On 3 Dec 2001, at 20:45, Daran wrote:

> Shouldn't that be 1.015 for double-checking assignments?

I think 1.03. However you do have a point. P-1 limits do depend on 
the trial factoring depth, and are much smaller for DC assignments 
than for first tests, so there is already something "built in".
> 
> Also does the cost part of the calculation recognise the increased cost of
> trial-factorisation after 2^64?

Yes. The trial factoring depth is constant at 64 bits from ~8.5 
million to ~13 million. Don't forget that the number of candidates 
which need to be checked is _inversely_ proportional to the 
exponent.
> 
> I've noticed on occasion that I've had to do an extra round of trial
> factoring before proceeding with an doublecheck.  This indicates that
> previous factorisation has been non-optimal, or have the estimates for the
> relative costs of factoring vs. LL testing changed with the introduction of
> new hardware?

I think the latter has something to do with it - PPro is about twice 
as efficient at factoring compared with LL testing as a plain 
Pentium.

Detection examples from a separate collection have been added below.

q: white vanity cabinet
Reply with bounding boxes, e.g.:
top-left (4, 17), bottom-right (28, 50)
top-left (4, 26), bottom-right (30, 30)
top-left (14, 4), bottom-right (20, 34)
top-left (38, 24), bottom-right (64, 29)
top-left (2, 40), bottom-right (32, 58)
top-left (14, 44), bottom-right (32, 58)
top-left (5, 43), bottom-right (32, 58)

This is because of much improved pipeline organization 
including the provision of spare registers enabling speculative 
execution, which greatly increased the throughput of the floating 
point unit in particular.

Another factor is that early versions of the program were unable to 
factor as deep as current versions. 
> 
> Finally if P-1 factorisation were to be spun off into a separate work unit,
> then the optimal arangement would be to trial factor while
> cost_of_trial_factoring * chance_of_P-1_factoring is less than
> cost_of_P-1_factoring * chance_of_trial_factoring.  Then P-1 factorise.
> Then complete trial factorisation according to the above formula.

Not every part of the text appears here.